In fact, not only online lending platforms, but also bank loans will be intensively overdue at the end of the year. Therefore, we must first understand the essence of P2P online lending, adjust our mentality, and then strive to build professional skills, improve our risk identification ability, and identify a relatively safe and reliable platform for investment as much as possible.
According to my many years' work experience and investment experience, I summed up the three-step method of "finding a boss, looking after custody and distinguishing business", which may not be completely accurate, but it can basically avoid more than 95% of the "mining" platforms. The specific description is as follows:
1. Find the boss
Through the website of the platform, carefully check whether the domain name, filing and address of the website are inconsistent with the introduction information on the company website. As a company engaged in financial business, we must be down-to-earth and do things rigorously. Accurate company, domain name and filing information is the most basic requirement. Never invest in an online lending platform with inaccurate information.
Through information such as industry and commerce, carefully check and analyze the background information of platform shareholders. Through multi-channel information search, combined with the company's relevant news reports, find the real actual controller of the platform.
Inquire deeply about the social influence, financial strength and brand value of the actual controller of the platform, and comprehensively evaluate the default cost of the platform.

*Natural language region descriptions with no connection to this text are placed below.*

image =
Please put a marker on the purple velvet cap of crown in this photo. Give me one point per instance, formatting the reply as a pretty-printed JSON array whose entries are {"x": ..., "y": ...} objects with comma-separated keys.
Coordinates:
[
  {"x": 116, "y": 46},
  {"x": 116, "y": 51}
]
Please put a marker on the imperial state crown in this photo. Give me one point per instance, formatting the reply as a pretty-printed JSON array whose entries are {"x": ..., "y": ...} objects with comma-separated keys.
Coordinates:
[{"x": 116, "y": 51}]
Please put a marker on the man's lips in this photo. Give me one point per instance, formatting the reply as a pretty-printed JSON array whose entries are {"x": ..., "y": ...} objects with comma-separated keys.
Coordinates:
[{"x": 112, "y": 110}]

Be sharp-eyed, identify platforms that exaggerate packaging and excessive publicity, and avoid such platforms.
Look at trusteeship
According to the industry supervision policy, P2P online lending platform should implement bank fund custody.

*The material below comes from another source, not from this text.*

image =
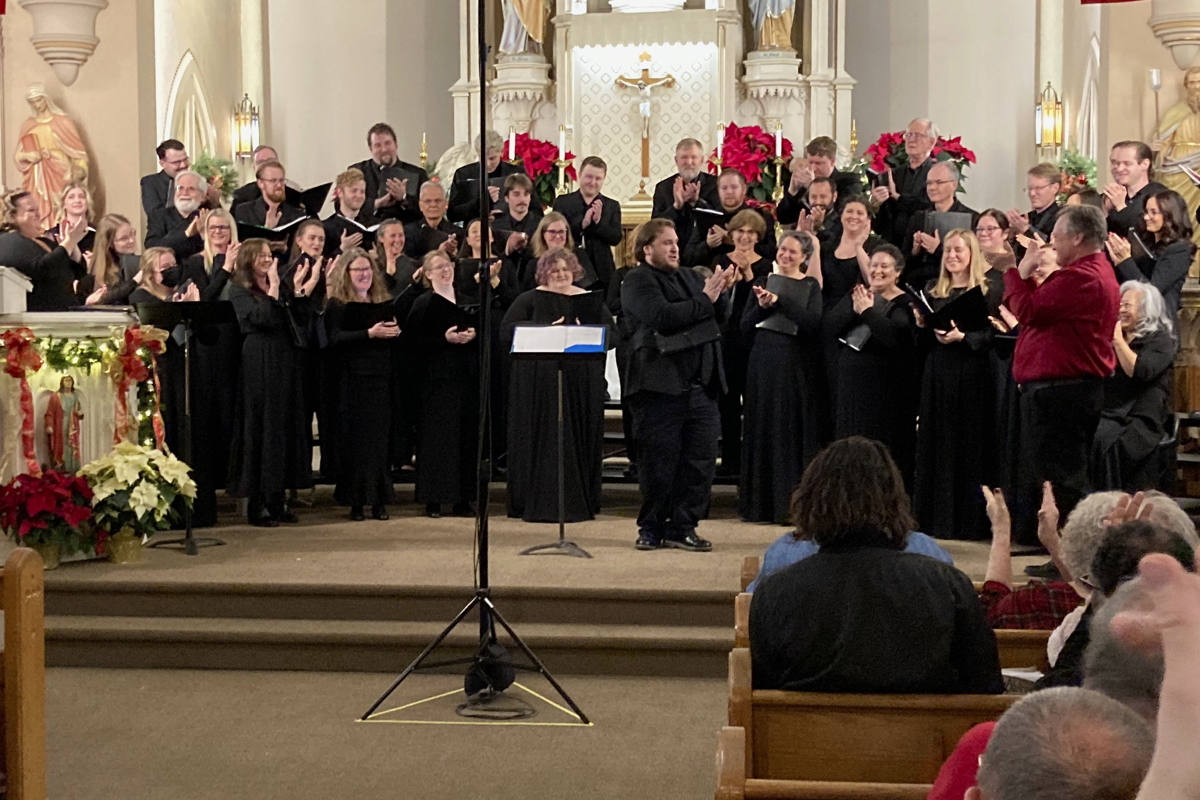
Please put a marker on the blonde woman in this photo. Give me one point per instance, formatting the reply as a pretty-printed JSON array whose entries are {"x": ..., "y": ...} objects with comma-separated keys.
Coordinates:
[{"x": 957, "y": 432}]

Through fund custody, capital flow and information flow are completely isolated. User funds are deposited in the bank trust account, and the platform completely loses control over user funds. It can only lock or transfer the funds in the account based on the bidding information and loan contract, and it is strictly guaranteed by the bank's reputation.
Deposit and management of funds can avoid risks such as fund pool in P2P industry to the greatest extent and ensure the safety of investors' funds.
For the sake of safety, in the current form, we suggest that only online lending platforms with funds custody should be selected.
Before formal investment, we should carefully observe whether the platform is really connected to the fund depository. If there is a platform publicity user's funds in the bank, investors must check whether the bank provides fund custody services for P2P platform, and also need to directly ask the relevant personnel of the bank to determine whether the platform publicity is true.
If the platform really has access to bank deposits, you need to open a bank deposit account at the same time after the platform is registered. Please check it carefully.
3. Differentiate business
With the rapid development of P2P online lending, regulatory policies have made some specific specifications on the types of P2P online lending business. For example, "peer-to-peer lending Regulatory Rules" clearly stipulates that the borrowing limit of the same borrower in P2P online lending industry on the same platform is 200,000, and the borrowing limit of the same enterprise institution on the same platform is 6,543,800+0,000. Therefore, we carefully identify the business model of the online lending platform.
Let's first look at how the creditor's rights on the platform are generated. Is it the creditor's rights issued by the platform itself or the creditor's rights generated by the third party company that sells it? What kind of customer is the borrower? Whether it conforms to the principle of small decentralization of online loan supervision and whether it conforms to the principle of single upper limit.
Second, look at the protection provided by the platform for investment. Safeguard measures include risk deposit mode or guarantee company guarantee mode. If it is the guarantee of the margin model, how to accumulate and withdraw the margin? If it is a guarantee company, what is the strength of the guarantee company? These points are worth studying.
Finally, take a closer look at the information posted on the platform. You might as well calm down and think about it. If you are an investor, are you willing to lend money to this customer? If you think it's risky and won't lend it to him, please stay away from this platform.
To sum up, the platform is basically reliable if it can pass the evaluation of "looking for a boss, looking at custody and arguing business". It is suggested that some funds can be invested in a short time to strive for a relatively high fixed income.